The princess, who stood beside her sister and the prostrate magic-user, returned his gaze coolly. Somehow she had combed her black hair back from her face, and it fell in smooth cascades down her back.
"It was a mistake," Deirdre said. "I was. . misguided. I have punished the one who was responsible. I'm sorry." The words rang stiffly resentful to them all, and Alicia gave her sister a sharp look. But the mage held up his hand in restraint and gestured to the plain bronze ring.
"The ring-it blocked the magic, partially. It saved my life. But what about the dragon?"
"Gone," said Alicia. The princess indicated the well, and at once Keane took notice of the lush verdancy of the surrounding valley.
"The goddess has returned," Alicia concluded. "None can deny it now!"
"And you have brought her to us," Tavish said, throwing an arm around Alicia's shoulders. "The daughter of a Great Druid-and now a mighty druid herself!"
"My Lady Princess!" cried Hanrald, his face flushing with emotion. He knelt before her. "I pledge my life and my labors to you and the goddess Earthmother and to any cause you name!"
Alicia was touched deeply by his sincerity. She knew of the knight's valiant defense of the well. "You have already fulfilled the needs of devotion," she said. "Without your fight here, before the rest of us arrived, all our efforts would have been too late."
"And the goddess has given us another druid of power," observed Tavish, smiling at Danrak. "Hanrald told us of your role in the defense of the well."
"And she sent her prophet," added the druid, "that we might know of her coming."
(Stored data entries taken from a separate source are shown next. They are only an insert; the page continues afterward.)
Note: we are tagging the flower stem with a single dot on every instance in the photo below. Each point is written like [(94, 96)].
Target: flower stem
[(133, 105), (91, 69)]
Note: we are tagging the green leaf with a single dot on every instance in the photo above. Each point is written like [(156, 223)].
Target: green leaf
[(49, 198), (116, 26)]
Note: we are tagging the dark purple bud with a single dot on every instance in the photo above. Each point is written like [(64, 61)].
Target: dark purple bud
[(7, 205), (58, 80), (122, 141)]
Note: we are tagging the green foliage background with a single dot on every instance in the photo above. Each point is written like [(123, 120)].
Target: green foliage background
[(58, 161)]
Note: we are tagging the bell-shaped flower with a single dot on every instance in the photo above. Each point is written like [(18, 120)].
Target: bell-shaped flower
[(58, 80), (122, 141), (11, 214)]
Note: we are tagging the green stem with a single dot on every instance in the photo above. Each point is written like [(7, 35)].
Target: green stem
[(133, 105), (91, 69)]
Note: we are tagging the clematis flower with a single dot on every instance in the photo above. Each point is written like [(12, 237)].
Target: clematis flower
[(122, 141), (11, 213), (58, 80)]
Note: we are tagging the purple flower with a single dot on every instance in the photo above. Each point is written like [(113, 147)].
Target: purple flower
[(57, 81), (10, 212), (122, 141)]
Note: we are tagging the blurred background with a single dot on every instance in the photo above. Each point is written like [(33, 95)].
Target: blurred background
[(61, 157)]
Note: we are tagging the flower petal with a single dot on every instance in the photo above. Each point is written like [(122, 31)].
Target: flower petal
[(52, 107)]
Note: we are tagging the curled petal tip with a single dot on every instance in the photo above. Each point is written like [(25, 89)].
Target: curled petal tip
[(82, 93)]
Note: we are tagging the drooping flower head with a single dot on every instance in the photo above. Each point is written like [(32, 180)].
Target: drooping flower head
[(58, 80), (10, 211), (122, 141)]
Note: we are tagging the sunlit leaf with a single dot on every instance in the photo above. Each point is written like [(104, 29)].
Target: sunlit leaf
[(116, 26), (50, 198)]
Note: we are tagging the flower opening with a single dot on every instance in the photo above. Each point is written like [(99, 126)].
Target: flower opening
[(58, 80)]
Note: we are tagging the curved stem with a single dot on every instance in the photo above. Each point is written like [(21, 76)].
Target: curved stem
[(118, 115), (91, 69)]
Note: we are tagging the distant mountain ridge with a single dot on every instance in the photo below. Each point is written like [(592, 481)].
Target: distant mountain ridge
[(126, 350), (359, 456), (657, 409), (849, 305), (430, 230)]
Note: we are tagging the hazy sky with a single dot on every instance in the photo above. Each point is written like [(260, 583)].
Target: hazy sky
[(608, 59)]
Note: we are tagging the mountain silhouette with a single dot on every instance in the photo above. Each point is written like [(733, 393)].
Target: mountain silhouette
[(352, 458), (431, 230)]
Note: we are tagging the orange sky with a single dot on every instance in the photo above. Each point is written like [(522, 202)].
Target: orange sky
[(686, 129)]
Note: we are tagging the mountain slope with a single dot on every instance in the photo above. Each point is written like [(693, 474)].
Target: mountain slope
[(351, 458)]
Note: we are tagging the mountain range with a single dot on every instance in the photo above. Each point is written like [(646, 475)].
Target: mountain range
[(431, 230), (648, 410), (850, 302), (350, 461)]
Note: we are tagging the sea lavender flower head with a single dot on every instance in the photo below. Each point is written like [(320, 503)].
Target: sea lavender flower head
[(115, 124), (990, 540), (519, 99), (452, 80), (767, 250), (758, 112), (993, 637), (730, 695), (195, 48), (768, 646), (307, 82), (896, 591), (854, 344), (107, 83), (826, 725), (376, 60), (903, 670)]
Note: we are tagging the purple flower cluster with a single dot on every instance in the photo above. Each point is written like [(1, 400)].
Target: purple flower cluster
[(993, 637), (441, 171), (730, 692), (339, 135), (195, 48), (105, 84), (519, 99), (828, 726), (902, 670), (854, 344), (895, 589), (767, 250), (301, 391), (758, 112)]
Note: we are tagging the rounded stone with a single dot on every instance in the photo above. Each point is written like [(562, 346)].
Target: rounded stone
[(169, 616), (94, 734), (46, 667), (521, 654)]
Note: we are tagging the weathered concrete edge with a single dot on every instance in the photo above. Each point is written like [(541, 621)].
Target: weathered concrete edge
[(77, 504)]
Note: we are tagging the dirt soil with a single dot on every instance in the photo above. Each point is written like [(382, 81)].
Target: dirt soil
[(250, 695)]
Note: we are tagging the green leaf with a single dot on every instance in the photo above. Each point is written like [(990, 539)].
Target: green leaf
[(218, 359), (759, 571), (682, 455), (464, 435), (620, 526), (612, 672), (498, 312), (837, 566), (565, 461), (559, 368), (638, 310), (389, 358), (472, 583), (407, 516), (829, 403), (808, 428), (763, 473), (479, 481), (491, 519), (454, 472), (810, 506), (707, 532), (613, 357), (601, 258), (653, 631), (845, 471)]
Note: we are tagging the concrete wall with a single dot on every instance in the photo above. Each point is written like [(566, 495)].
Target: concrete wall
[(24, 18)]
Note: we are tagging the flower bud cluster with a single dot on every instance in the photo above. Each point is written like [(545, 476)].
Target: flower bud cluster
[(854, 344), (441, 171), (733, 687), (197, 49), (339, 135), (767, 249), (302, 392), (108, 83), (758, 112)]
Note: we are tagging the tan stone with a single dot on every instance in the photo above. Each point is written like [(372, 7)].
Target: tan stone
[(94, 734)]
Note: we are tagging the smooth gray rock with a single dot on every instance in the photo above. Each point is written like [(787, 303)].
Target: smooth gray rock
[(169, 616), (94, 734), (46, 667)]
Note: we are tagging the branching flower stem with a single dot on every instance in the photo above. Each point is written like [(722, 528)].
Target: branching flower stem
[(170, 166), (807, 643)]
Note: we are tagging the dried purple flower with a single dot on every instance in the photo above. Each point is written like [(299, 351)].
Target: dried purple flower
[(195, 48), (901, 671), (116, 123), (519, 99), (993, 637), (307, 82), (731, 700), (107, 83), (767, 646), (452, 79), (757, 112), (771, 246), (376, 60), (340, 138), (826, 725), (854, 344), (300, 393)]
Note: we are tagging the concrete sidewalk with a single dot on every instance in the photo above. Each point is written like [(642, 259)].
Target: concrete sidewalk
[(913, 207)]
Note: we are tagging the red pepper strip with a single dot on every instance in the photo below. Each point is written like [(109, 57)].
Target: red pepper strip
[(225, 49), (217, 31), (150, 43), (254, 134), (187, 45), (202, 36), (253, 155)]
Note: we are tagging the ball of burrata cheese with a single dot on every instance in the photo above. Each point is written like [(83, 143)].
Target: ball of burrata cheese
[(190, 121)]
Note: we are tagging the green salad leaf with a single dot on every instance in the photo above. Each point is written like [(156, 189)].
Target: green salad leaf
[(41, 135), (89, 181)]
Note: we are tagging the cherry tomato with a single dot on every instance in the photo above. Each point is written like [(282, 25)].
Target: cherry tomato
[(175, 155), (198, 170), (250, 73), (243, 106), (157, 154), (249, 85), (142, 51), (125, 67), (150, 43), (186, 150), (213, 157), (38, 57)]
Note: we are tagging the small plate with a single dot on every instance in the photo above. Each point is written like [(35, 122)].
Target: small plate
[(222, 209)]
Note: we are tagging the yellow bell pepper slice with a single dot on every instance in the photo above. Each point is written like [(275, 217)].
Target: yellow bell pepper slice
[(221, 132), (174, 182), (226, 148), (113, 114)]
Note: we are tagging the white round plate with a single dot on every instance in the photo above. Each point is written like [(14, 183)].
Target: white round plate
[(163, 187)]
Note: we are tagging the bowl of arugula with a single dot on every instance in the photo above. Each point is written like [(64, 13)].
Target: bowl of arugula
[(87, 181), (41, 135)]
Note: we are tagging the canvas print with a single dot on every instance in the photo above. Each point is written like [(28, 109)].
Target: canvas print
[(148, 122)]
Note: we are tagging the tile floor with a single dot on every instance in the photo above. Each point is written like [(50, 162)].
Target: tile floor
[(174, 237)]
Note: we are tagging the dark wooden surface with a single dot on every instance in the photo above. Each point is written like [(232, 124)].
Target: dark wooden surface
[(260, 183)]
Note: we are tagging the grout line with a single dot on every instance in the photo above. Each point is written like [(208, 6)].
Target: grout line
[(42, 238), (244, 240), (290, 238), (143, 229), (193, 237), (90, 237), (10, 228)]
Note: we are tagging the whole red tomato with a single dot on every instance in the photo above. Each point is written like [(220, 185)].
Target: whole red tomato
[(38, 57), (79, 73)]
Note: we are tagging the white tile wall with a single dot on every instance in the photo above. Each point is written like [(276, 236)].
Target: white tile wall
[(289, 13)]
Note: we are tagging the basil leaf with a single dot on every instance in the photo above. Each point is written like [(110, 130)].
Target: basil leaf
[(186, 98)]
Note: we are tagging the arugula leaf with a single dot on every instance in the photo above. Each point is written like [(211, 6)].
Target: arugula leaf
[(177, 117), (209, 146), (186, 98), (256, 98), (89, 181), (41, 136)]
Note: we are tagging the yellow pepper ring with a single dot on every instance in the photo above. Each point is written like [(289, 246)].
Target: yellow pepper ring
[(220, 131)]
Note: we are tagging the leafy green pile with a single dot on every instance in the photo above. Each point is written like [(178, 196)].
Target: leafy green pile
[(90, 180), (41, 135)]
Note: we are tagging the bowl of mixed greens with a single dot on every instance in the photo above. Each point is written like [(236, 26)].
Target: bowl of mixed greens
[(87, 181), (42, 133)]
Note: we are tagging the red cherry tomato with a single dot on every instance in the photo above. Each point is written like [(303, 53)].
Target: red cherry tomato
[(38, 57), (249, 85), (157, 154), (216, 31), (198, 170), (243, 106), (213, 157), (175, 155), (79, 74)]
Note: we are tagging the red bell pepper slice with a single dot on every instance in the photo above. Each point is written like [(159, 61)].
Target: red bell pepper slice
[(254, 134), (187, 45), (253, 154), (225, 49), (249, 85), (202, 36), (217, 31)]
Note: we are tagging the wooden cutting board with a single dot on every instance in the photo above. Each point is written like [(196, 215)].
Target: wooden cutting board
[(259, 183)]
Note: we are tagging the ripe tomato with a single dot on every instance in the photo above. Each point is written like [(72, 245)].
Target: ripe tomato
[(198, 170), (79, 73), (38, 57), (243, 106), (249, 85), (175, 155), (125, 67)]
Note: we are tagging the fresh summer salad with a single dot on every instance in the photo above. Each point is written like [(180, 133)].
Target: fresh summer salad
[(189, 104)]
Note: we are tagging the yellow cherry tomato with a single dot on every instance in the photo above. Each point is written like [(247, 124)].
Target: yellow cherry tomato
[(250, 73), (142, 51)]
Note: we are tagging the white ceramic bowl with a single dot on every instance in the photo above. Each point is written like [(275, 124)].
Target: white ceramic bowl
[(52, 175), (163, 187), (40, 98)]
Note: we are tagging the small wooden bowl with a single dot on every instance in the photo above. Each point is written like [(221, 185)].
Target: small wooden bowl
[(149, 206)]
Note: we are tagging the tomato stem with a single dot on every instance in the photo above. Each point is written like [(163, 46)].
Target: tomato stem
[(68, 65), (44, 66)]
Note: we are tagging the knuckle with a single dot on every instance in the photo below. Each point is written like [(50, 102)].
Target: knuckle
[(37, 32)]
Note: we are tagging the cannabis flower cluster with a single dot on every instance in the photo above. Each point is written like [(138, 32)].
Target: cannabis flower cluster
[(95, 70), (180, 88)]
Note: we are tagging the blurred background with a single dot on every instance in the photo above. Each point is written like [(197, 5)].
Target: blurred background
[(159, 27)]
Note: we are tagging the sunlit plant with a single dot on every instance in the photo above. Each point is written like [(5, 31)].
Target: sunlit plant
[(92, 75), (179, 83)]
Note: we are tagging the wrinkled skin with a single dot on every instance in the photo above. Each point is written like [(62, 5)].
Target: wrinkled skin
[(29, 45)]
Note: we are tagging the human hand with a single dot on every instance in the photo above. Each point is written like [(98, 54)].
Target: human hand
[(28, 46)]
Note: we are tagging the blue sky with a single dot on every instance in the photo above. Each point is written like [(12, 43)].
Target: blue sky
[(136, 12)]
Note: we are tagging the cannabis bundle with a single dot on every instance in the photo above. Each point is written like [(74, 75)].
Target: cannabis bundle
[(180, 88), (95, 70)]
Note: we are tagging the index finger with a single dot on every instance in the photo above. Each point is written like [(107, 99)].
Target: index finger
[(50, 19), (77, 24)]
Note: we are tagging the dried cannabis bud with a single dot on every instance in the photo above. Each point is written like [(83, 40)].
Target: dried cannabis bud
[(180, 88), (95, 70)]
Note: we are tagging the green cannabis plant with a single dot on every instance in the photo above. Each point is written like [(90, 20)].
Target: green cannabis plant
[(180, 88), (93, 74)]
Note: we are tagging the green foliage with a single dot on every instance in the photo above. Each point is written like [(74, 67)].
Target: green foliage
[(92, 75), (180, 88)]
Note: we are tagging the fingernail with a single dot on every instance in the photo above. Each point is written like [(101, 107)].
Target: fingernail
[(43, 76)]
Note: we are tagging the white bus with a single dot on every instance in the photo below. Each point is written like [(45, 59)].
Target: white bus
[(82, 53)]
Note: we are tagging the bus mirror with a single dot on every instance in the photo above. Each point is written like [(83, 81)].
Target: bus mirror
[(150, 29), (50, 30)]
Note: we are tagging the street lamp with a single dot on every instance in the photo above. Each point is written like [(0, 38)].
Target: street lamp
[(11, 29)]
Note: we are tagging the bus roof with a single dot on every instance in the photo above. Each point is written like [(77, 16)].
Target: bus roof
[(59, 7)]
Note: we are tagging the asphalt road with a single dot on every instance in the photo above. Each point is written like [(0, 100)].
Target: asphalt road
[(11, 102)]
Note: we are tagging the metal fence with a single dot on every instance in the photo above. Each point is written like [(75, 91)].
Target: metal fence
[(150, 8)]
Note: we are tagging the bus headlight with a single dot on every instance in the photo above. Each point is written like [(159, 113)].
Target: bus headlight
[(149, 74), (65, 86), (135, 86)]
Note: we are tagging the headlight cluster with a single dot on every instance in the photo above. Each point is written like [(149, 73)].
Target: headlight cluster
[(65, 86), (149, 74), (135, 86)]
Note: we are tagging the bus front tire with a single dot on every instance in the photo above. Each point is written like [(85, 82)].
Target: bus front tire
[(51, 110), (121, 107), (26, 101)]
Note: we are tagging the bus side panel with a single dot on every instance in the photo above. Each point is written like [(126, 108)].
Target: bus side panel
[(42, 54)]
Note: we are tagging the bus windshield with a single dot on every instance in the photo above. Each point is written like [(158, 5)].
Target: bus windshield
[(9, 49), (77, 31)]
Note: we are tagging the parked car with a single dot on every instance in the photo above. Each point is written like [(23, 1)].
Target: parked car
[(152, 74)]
"The prophet!" Tavish exclaimed suddenly. "Where is he?" None of them had
seen any sign of the figure since he had seized Malawar's holy symbol and broken away from the priest of Talos.
"More to the point, what is he?" Deirdre interjected. "He appears and disappears like no man!" She made no mention now, or later, of her encounter with the stranger in the throne room of Caer Callidyrr.
"We have also witnessed a sorceress of note emerging," Keane observed. His tone was neutral, but he regarded Deirdre with cautious eyes. "Lady Princess, I would query you on that topic some time very soon."
"Perhaps," Deirdre said, still guarded.
"Such power can be dangerous to the wielder as well as the target," Keane noted.
"Hey, everybody-flowers! And fish-the pond's filled with fish!" A bright blue figure appeared above the shallows of the Moonwell. Newt dove into the water with a great splash and emerged, sputtering but empty-clawed. "I had a trout right in my paws!" he boasted. "It was this long, but I almost pulled it out!"
"Good fishing, Newt," said Tavish. "You've earned it." In another moment, the dragon blinked out of sight, but a pattern of dripping water speckled the surface of the pond, marking his location for the onlookers-and the trout-very well. Several times the invisible serpent splashed into the water, but the fish remained a little too smart for him.
"My lady." Alicia turned at the quiet voice behind her, seeing Brandon. In that instant, the matter lingering between them came to her mind.
"Walk with me, will you?" she asked, taking his arm and leading him away from the others, across a meadow studded with columbine and wild roses.
Behind them, Keane and Hanrald cast anxious glances at the pair. Then, spying the concern on each other's faces, they turned away with feigned nonchalance. The Prince of Gnarhelm and the Princess of Callidyrr strolled on, quickly out of earshot.
"I'm proud of what we've done together," Alicia began, slowly and awkwardly. "And knowing you has brought a richness to my life that makes me very grateful."